At the outset, I would like to congratulate the delegations for their continuous engagement and amount of work which has been undertaken on this matter throughout the past six years. I am certain that the discussions during the last five sessions have contributed to a greater understanding of the range of complex issues associated with the activities of private military and security companies (PMSCs). The vast amount of information contained in the reports from the previous sessions as well as discussions taking place during this session will certainly help to develop and shape the recommendations that are expected to be prepared at the end of this session in order to be submitted to the Human Rights Council for its 36th session in September 2017.

I have been briefed by my colleagues about the efforts made by the Chair-Rapporteur in order to build consensus among the delegations around some outstanding issues arising from the previous sessions, including in meetings of the regional coordinators and by holding informal working consultations that were open to all Member States last Monday.
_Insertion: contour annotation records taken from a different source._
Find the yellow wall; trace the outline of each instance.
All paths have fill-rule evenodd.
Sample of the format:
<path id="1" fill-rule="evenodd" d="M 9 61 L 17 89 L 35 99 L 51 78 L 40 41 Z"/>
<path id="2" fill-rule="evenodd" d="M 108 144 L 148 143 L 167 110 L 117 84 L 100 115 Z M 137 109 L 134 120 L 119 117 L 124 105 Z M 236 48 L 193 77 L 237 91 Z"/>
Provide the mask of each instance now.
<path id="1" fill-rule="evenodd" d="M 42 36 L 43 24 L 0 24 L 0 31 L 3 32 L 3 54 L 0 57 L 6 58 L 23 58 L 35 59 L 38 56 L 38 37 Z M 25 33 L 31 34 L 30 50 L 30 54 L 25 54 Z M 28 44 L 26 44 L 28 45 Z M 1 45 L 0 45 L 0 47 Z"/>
Following these consultations, a draft discussion document containing some key elements for an international regulatory framework on the regulation, monitoring and oversight of the activities of private military and security companies has been shared with all Member States in order to facilitate the discussion during this session of the intergovernmental working group. In this regard, I also believe that the comparative table containing a compilation of recommendations from the five sessions of the IGWG since 2011, prepared by the Secretariat, may provide useful guidance to delegations and may assist them in effectively participating in this session.

What is essential from a human rights perspective is to ensure that there is no gap in protection from human rights abuses; whenever such abuses have been committed by PMSCs, victims must have access to an effective remedy. I would like to emphasize that accountability and justice related to the abuses committed by PMSCs requires robust monitoring and reporting, immediate cessations of abuses and establishing accountability. I would also like to stress that in cases where human rights abuses have occurred, States have the obligation not to leave them unpunished.

Furthermore, the use of PMSCs, including in complex situations, poses serious concerns over the lack of accountability in abuses of human rights by PMSCs. In this context, I would like to refer to the important activities carried out in the past years by OHCHR, various Special Procedures and the Human Rights Council, which are well summarized in the report of the fifth session of this IGWG in December 2016. Let me just highlight the panel discussion organized last month by the Working Group on the use of mercenaries, which focused on the human rights impact of private security companies in places of deprivation of liberty. Current trends in various countries indicate that States may even increase the practice of contracting private security companies to operate prisons and detention facilities, which may pose serious human rights risks.

Our efforts, as also noted by the Chair-Rapporteur in her concluding remarks during the fifth session, should focus on contributing to the mainstreaming of human rights, including in the areas of PMSCs and possible human rights abuses. The provisional programme of work, which will be adopted by this intergovernmental working group shortly, provides the delegations with the opportunity to reflect on the work of the IGWG during its sessions in the past, mainly looking into the areas where the IGWG has reached consensus, reflections on challenges, and you will discuss the way forward with the view to agreeing on conclusions and recommendations to the Human Rights Council. 

I would also like to welcome the representatives of Member States, intergovernmental and non-governmental organizations as well as academia. I trust that the discussions during this session will continue to enhance the human rights perspective on the regulation, monitoring and oversight of the activities of PMSCs. I thank you all for your constructive engagement in this process and wish you a fruitful session.